Joint Secure Communication and Radar Beamforming: A Secrecy-Estimation Rate-Based Design

TL;DR

This paper develops a beamforming design for dual-function radar-communication systems that maximizes secrecy rate while ensuring radar estimation performance, incorporating artificial noise and robustness to imperfect channel information.

Contribution

It introduces closed-form solutions for secrecy rate maximization in DFRC systems, including robust designs under imperfect CSI and artificial noise strategies.

Findings

Closed-form beamforming solutions for secrecy rate maximization.

Artificial noise improves security and robustness.

Robust design effectively handles channel uncertainties.

Abstract

This paper considers transmit beamforming in dual-function radar-communication (DFRC) system, where a DFRC transmitter simultaneously communicates with a communication user and detects a malicious target with the same waveform. Since the waveform is embedded with information, the information is risked to be intercepted by the target.
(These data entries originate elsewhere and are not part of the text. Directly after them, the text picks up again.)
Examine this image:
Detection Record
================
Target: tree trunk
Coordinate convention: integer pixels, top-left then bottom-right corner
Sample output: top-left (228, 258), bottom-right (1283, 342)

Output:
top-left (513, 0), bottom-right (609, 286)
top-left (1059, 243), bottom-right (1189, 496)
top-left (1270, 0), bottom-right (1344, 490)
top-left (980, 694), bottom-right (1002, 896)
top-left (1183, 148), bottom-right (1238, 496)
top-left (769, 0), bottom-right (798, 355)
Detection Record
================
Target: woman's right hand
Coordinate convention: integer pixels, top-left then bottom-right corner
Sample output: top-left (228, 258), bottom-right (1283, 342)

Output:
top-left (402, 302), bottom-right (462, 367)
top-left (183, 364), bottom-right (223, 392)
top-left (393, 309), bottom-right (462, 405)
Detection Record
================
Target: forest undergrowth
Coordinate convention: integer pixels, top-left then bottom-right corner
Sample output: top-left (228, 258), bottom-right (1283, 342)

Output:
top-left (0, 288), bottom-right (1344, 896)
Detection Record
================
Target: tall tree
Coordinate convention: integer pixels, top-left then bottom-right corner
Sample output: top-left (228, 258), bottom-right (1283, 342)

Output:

To address this problem, physical-layer security technique is exploited. By using secrecy rate and estimation rate as performance measure for communication and radar, respectively, three secrecy rate maximization (SRM) problems are formulated, including the SRM with and without artificial noise (AN), and robust SRM. For the SRM beamforming, we prove that the optimal beamformer can be computed in closed form. For the AN-aided SRM, by leveraging alternating optimization similar closed-form solution is obtained for the beamformer and the AN covariance matrix. Finally, the imperfect CSI of the target is also considered under the premise of a moment-based random phase-error model on the direction of arrival at the target. Simulation results demonstrate the efficacy and robustness of the proposed designs.